That was, until exactly 3:18 PM EST on the afternoon of August 31, 2014, near southbound exit 75 on Interstate 77 in Rock Hill, South Carolina. That was the day that -- for the very first time in my life -- I was faced with making that choice (or failing to) and afterwards discovered that I could truly feel real hated for another human being over the misused display of a battle flag.
Until now only about half a dozen other people outside my immediate family know the story -- not counting the other individuals actually involved in the incident.
One of the reasons I have waited so long to tell this story to all of y'all is because up until just over a month ago, I was still dealing with the strong emotions the incident evoked in me. Even after coming to terms with it in a positive way, I was reluctant to tell the story, mostly because I am not the sort who goes out of his way to boast about my own actions, or toot my own horn -- this is also a reason it took me years to become a blogger. It finally took the encouragement of a dear friend of mine to finally help me find the strength to tell this story.
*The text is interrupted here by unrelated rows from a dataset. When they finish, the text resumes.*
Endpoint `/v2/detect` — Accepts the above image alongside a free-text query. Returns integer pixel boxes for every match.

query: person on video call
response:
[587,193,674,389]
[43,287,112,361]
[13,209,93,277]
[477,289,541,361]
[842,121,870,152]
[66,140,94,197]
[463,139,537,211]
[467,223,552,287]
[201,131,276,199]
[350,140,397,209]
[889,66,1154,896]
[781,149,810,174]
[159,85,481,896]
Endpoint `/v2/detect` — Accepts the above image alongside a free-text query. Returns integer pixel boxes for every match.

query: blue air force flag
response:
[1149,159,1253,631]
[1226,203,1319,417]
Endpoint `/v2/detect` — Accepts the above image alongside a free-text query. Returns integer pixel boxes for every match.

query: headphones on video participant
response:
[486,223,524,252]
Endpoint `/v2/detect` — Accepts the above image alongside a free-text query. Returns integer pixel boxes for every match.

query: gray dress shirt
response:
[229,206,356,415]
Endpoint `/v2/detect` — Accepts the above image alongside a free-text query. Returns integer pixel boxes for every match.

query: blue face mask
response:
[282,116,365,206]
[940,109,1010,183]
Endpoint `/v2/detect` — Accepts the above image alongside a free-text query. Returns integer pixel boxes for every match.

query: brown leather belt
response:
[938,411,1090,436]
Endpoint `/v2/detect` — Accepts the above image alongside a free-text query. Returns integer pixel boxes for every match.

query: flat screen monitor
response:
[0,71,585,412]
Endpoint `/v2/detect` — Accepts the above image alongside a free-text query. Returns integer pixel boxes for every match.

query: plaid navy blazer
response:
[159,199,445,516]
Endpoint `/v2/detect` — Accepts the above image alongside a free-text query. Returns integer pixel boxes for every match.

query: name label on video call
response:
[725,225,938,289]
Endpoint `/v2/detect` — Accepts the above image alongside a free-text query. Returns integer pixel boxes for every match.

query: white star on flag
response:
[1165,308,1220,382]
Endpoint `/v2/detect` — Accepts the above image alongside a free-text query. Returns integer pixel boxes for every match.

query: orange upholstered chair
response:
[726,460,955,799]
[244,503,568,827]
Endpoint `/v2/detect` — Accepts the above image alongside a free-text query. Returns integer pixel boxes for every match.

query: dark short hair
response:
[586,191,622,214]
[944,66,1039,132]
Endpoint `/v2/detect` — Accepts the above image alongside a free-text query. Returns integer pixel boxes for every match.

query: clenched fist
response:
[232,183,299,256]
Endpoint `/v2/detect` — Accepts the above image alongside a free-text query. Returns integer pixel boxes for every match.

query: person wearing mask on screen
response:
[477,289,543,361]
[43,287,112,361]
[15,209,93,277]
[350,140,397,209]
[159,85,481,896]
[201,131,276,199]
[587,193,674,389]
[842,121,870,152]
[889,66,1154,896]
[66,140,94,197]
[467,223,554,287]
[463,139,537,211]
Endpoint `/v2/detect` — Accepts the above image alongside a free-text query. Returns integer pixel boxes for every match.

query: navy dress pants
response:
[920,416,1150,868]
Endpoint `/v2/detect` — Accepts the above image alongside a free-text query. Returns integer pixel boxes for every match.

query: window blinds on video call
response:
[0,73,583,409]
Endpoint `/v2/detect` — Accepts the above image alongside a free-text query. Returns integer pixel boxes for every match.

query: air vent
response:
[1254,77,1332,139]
Since that time I've also tried to find proof that the story I am about to tell you actually happened, but aside from some tire marks, some paint chips on my baseball bat, and a tattered stick battle flag covered in oil spots and dirt, I cannot provide any other physical evidence, or police reports, or eyewitness accounts. I was told that a friend of mine wrote out the details of the incident to the local papers, but none of them were interested in telling the story. Therefore I have to rely on your trust in my sense of honor and honesty as a heritage defender to tell you the whole truth as it happened.
I was driving home on Interstate 77 south bound from a short business trip to Pineville, North Carolina. At the time I was listening to music -- a Scottish pipe band named Albannach that I absolutely love -- and I had my driver's side window rolled down, letting the wind blow in. When summer afternoons are not so hot I tend to just shut off the air conditioning and enjoy the semi-warm breeze from the window.
I had just crossed the Catawba River bridge in the middle lane when a blue four-door Toyota passed by me in the lane to my left. I got a brief smile from the somewhat attractive young black woman in the passenger's seat. I gave a friendly smile and nod back. I noticed the car had a Clemson University bumper sticker. Being a USC Gamecock fan, I gave it the evil eye a moment, and briefly reflected on what was then the upcoming college football season.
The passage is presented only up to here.